Late last week, the National Labor Relations Board (NLRB) issued a final revision of regulations governing the standard for determining joint employer status under the National Labor Relations Act (NLRA). A company with joint employer status under the NLRA must comply with the NLRA with respect to collective bargaining by another company’s employees.

The revision reinstates the NAHB-supported 2020 regulation, which established a test for joint employer status that conformed with decades of NLRA case law. The revision rescinds a 2023 regulation that established a broad new test significantly lowering the standard for joint employer status under the NLRA.

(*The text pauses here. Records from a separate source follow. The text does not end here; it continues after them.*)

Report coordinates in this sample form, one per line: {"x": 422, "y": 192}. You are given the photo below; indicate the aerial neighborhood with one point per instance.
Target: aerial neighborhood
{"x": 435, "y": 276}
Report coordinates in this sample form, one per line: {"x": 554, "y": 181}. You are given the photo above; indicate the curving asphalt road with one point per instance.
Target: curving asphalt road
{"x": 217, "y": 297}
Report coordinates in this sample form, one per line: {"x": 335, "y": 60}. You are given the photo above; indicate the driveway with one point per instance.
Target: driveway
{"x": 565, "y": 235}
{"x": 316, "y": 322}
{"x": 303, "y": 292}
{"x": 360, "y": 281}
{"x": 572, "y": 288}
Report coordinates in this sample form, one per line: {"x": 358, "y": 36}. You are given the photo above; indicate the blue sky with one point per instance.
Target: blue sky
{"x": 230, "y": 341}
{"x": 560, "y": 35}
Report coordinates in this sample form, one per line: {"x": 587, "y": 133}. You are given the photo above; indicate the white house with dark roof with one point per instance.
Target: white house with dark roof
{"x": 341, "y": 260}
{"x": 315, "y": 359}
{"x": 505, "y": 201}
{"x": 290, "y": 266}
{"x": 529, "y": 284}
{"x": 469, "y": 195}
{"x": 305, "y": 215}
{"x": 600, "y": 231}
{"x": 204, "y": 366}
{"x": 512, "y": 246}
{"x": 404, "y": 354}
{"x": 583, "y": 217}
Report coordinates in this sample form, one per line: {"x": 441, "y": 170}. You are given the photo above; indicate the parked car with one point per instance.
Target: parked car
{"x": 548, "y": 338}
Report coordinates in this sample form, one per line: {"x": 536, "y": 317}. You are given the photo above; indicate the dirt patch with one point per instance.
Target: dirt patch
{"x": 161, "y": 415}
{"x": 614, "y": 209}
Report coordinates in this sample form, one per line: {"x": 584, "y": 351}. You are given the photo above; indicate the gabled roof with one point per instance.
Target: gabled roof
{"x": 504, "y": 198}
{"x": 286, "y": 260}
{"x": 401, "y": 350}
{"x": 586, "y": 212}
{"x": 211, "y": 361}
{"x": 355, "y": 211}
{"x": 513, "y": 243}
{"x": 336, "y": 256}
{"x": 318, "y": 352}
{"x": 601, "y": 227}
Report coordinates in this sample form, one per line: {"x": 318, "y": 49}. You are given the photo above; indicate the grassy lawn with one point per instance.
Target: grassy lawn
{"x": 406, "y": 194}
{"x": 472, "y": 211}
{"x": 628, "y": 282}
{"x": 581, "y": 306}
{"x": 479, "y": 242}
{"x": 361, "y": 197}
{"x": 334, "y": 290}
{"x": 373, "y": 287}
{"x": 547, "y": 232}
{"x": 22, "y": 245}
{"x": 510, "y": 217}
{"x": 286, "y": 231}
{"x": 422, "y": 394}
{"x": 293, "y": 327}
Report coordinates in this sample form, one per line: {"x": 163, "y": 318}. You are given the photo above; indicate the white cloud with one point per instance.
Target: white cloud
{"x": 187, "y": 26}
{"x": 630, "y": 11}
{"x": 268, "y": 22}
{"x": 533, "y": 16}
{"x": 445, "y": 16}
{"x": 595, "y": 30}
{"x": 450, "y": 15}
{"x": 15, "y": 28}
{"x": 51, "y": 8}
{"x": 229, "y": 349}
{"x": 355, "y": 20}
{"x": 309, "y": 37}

The NLRA obligates employers and labor organizations to bargain in good faith and refrain from certain designated unfair labor practices. Under the NLRA, more than one company can have employer duties arising from collective bargaining by the same employees where those entities jointly affect the terms and conditions of employment at issue. The standard for determining when businesses jointly affect employment terms, and therefore constitute joint employers, remained mostly consistent in case law until 2015.

For about 30 years, joint employer status required the company’s actual exercise of direct, immediate and routine control over the employment terms of a different company’s employees. In 2015, the NLRB established a new test in Browning-Ferris Industries that allowed a finding of joint employer status where a business could control the employment terms of a different company’s employees, regardless of whether the business exercises that control.

Following a change in its membership in the first Trump term, the NLRB issued a 2020 regulation restoring longstanding precedent and establishing that reserved contractual authority is not sufficient to establish joint employer status. Following another membership change during the Biden administration, the NLRB rescinded the 2020 rule and replaced it with a 2023 rule that codified a test similar to the Browning-Ferris test and included vague descriptions of new employment terms that could trigger control.

The 2023 regulation was vacated in a court ruling, Chamber of Commerce et. al. v. National Labor Relations Board, before its effective date and never took effect. The court determined the 2023 regulation “would treat virtually every business that contracts for labor as a joint employer because virtually every contract for third-party labor has terms that impact, at least indirectly, at least one of the specified ‘essential terms and conditions of employment.’”

The reinstated 2020 regulation establishes that joint employment only exists where the two employers share or co-determine the employees’ essential terms and conditions of employment, which are exclusively defined as wages, benefits, hours of work, hiring, discharge, discipline, supervision and direction.